The municipality contains part of the 488865 ha Serra do Mar Environmental Protection Area, created in 1984.
It contains part of the 41704 ha Intervales State Park, created in 1995.
It contains part of the 40175 ha Caverna do Diabo State Park, created in 2008.
It contains 55% of the 64625 ha Quilombos do Médio Ribeira Environmental Protection Area, established in 2008.

== Media ==
In telecommunications, the city was served by Companhia de Telecomunicações do Estado de São Paulo until 1975, when it began to be served by Telecomunicações de São Paulo. In July 1998, this company was acquired by Telefónica, which adopted the Vivo brand in 2012.
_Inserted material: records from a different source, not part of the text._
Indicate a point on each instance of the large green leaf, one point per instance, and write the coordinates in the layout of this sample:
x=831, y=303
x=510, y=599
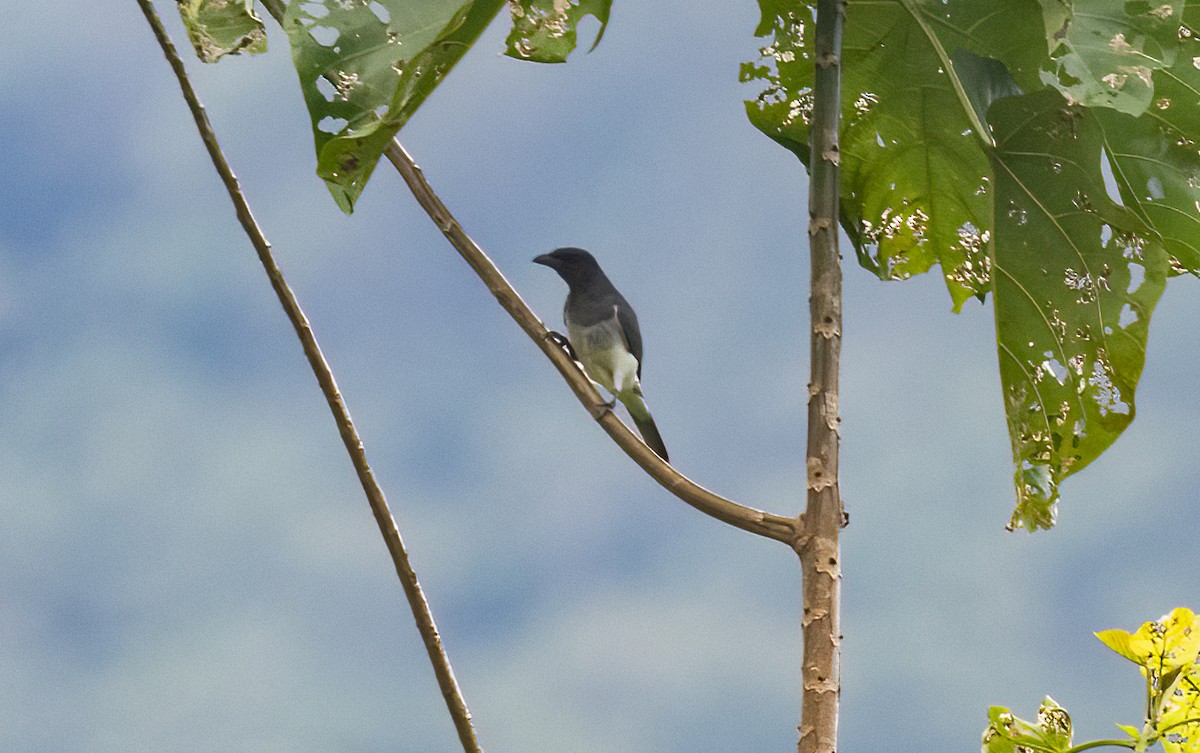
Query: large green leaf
x=946, y=162
x=545, y=30
x=1077, y=277
x=915, y=172
x=1156, y=162
x=366, y=65
x=220, y=28
x=1105, y=50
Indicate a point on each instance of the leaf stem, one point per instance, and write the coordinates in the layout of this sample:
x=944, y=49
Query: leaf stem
x=321, y=368
x=981, y=130
x=823, y=516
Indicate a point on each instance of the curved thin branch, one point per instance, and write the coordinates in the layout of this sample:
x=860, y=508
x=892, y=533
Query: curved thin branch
x=417, y=601
x=745, y=518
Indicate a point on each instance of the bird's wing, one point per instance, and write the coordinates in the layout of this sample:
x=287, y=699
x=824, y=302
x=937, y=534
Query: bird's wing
x=628, y=320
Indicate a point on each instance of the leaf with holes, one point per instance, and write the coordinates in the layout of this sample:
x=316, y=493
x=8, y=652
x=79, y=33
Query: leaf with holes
x=1156, y=162
x=1077, y=277
x=1011, y=734
x=546, y=30
x=366, y=66
x=915, y=167
x=220, y=28
x=1105, y=52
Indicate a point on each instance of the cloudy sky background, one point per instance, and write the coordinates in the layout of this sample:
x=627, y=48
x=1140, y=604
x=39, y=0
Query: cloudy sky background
x=187, y=562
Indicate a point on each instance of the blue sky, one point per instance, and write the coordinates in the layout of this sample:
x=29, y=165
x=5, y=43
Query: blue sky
x=186, y=561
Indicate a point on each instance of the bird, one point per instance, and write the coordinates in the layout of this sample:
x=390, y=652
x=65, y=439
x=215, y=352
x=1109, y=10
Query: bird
x=601, y=329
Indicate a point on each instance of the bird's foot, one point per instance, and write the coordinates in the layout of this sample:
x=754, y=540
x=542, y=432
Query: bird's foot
x=559, y=339
x=600, y=409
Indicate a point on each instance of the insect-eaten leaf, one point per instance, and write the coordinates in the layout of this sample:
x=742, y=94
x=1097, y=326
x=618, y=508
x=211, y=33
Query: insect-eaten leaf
x=366, y=66
x=1007, y=733
x=1075, y=279
x=546, y=30
x=220, y=28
The company is currently an operator of cell phones, fixed lines, internet (fiber optics/4G) and television (satellite and cable).

== See also ==
- List of municipalities in São Paulo

== Demographics ==
Iporanga is a small municipality in São Paulo's interior, located in the Alto Ribeira region, with an estimated population of 4,083 inhabitants in 2025."Cities and States - IBGE" The municipality has a territorial area of 1,152.059 km² and one of the region's lowest demographic densities, with 3.51 inhabitants/km² according to 2022 data."Municipal Panorama"
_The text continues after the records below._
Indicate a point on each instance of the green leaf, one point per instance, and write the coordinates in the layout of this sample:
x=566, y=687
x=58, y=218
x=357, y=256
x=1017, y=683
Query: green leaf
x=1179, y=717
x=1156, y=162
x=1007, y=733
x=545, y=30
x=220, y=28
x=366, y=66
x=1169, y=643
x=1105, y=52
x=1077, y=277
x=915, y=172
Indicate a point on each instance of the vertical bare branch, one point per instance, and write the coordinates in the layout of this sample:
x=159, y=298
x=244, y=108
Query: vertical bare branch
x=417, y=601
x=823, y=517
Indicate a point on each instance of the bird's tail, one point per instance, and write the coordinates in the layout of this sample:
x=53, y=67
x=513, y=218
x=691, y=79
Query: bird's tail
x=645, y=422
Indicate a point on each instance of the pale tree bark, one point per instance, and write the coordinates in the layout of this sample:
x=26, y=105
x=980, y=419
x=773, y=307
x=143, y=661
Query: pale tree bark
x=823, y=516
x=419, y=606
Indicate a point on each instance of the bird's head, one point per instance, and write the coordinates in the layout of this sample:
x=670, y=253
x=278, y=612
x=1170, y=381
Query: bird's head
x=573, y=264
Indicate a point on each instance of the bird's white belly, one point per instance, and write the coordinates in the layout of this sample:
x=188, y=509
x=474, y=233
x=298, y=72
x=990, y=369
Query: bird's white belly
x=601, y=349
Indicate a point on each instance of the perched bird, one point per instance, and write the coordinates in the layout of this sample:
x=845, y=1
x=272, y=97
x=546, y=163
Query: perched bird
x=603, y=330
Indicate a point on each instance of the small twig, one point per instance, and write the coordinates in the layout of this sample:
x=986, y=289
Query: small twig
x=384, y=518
The reduced population and low density reflect the municipality's environmental preservation character, which is practically a continuum of the Atlantic Forest ecosystem. Iporanga is one of São Paulo's best-preserved municipalities environmentally.

== Economy ==
Iporanga's economy is based on small-scale agricultural activities, sustainable extraction, and ecological tourism. The per capita GDP is R$ 17,505.86 (2023 data), reflecting an economy based on natural resources and tourism."Economic Indicators - IBGE" Nature tourism and ecotourism are growing components of the municipal economy.

== Tourism ==
Iporanga is an important ecotourism and adventure destination in Brazil, home to the Alto Ribeira State Touristic Park (PETAR), one of São Paulo's main ecotourism attractions. The municipality offers caving, rappelling, hiking through preserved Atlantic Forest, and cave exploration. Proximity to other ecological points of interest makes Iporanga an essential destination for nature-interested visitors.

== Infrastructure ==
Iporanga is connected through state highways to the region. The municipality has adequate infrastructure for tourist accommodations, restaurants, and ecotourism support services. Basic healthcare, education, and utility services are available. Infrastructure is planned to minimize environmental impact.

== Education ==
Iporanga offers kindergarten and elementary education through local public institutions. The municipality has schools serving the student population with curriculum also focused on environmental education. Access to secondary education is facilitated by proximity to larger urban centers.